Hiler is wearing a hat made from a stack of KFC boxes and a loose western string bow tie over his t-shirt. VanMeter is wearing a party hat and not much else. After a few seconds, a black bear in a KFC trucker hat flashes on screen. Chicken clucking sound effects abound.
“We just wanted to make this weird,” VanMeter says. “We are the products of the 80s and 90s, and took inspiration from just kind of that lo-fi beauty.”
And they succeeded.
The commercial is obviously self-aware -- more performance art than advertising. Since its online debut Monday, it’s already garnered a fair amount of online attention, including a shout out in Tuesday's AdWeek “Ad Freak” section.
“I think what we were thinking was ‘What do you think of when you think of a local commercial?’” VanMeter says.
But most local Lexington TV stations weren’t buying it.
VanMeter attributes this to a couple things -- some of the language they used, as well as the appearance of their mascot “Cocaine Bear,” the aforementioned bear in a hat. VanMeter says the bear has become a popular draw for their store. The bear -- now stuffed -- infamously overdosed on cocaine dropped by a Kentucky drug dealer in the Chattahoochee National Forest.
“And then there’s a dude with a dad bod standing there half-naked,” VanMeter says. “It was too hot for local TV.”
This isn’t the first time the duo’s advertising has been called into question.

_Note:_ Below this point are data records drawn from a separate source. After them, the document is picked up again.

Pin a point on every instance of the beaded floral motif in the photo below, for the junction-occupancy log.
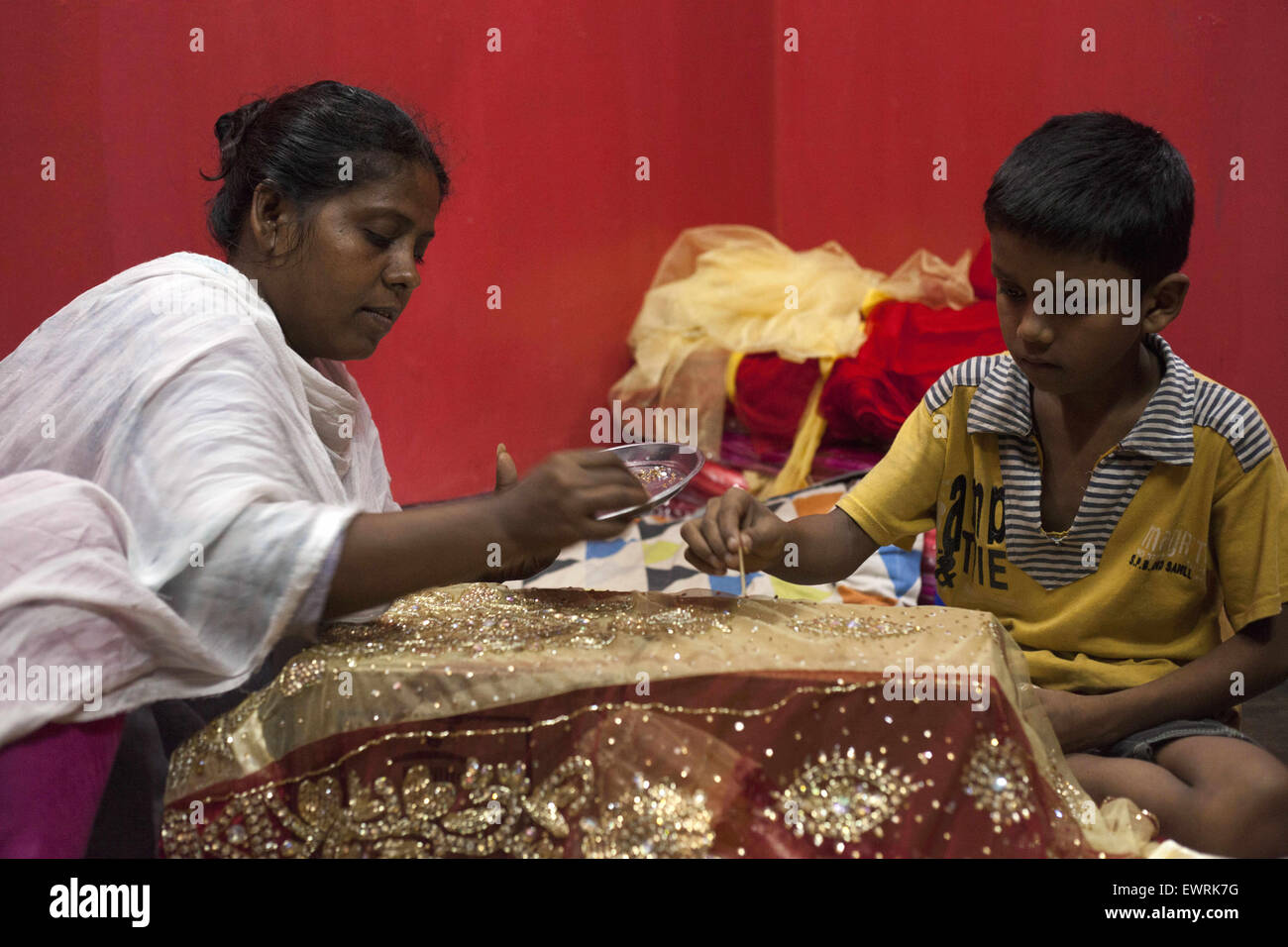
(999, 781)
(489, 809)
(842, 796)
(655, 819)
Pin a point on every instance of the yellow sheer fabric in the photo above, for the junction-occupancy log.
(478, 720)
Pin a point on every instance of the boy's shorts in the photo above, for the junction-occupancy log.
(1142, 744)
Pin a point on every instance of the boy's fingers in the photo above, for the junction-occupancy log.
(711, 532)
(733, 510)
(700, 565)
(698, 552)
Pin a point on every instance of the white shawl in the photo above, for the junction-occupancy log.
(233, 464)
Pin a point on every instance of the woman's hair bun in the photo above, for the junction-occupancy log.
(231, 127)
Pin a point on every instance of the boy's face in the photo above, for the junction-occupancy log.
(1059, 352)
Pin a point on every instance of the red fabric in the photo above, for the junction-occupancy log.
(909, 347)
(772, 393)
(982, 272)
(868, 397)
(51, 787)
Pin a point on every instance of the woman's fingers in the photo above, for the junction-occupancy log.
(698, 552)
(506, 472)
(711, 532)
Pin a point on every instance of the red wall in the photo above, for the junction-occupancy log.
(831, 142)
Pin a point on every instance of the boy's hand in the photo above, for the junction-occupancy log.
(729, 521)
(1076, 718)
(555, 505)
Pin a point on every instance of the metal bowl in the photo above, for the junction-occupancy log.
(664, 470)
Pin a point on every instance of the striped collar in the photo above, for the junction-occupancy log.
(1164, 431)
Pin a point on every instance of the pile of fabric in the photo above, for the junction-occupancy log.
(819, 359)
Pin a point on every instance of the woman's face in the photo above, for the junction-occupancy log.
(339, 292)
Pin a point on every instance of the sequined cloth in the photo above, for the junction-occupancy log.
(478, 720)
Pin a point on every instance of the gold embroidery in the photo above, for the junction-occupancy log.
(841, 797)
(655, 819)
(490, 809)
(999, 781)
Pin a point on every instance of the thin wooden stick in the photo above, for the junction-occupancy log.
(742, 570)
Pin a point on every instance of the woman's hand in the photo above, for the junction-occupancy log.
(555, 504)
(729, 521)
(528, 564)
(1077, 719)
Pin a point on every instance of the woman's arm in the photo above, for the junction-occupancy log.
(807, 551)
(391, 554)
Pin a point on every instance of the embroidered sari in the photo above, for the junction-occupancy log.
(480, 720)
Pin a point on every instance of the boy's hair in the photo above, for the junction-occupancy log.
(1102, 184)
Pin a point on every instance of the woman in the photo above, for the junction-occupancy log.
(209, 399)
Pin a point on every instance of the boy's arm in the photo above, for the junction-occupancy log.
(828, 547)
(807, 551)
(1256, 657)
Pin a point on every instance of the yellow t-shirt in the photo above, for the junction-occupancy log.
(1186, 513)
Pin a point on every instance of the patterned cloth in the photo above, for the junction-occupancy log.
(649, 557)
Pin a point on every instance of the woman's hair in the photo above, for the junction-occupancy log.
(1098, 183)
(297, 142)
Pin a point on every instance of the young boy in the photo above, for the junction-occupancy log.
(1091, 489)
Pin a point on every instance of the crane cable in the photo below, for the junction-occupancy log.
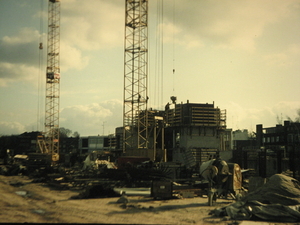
(173, 46)
(158, 83)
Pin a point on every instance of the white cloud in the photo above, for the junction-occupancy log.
(239, 117)
(24, 36)
(72, 58)
(229, 24)
(90, 119)
(11, 128)
(91, 25)
(11, 73)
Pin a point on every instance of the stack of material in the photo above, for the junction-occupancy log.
(277, 200)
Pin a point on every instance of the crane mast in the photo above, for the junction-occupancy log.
(135, 115)
(52, 82)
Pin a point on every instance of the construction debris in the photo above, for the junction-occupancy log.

For example, in 2013, NPR's All Things Considered reported on their push to change the state slogan to “Kentucky Kicks Ass.”
That initiative wasn’t successful -- but Kentucky for Kentucky’s new commercial will make it on air.
WLEX-TV, Lexington’s NBC affiliate, agreed to run it during The Tonight Show with Jimmy Fallon and Saturday Night Live -- that is, after Hiler and VanMeter agreed to bleep out any questionable phrases with the sound of a chicken clucking.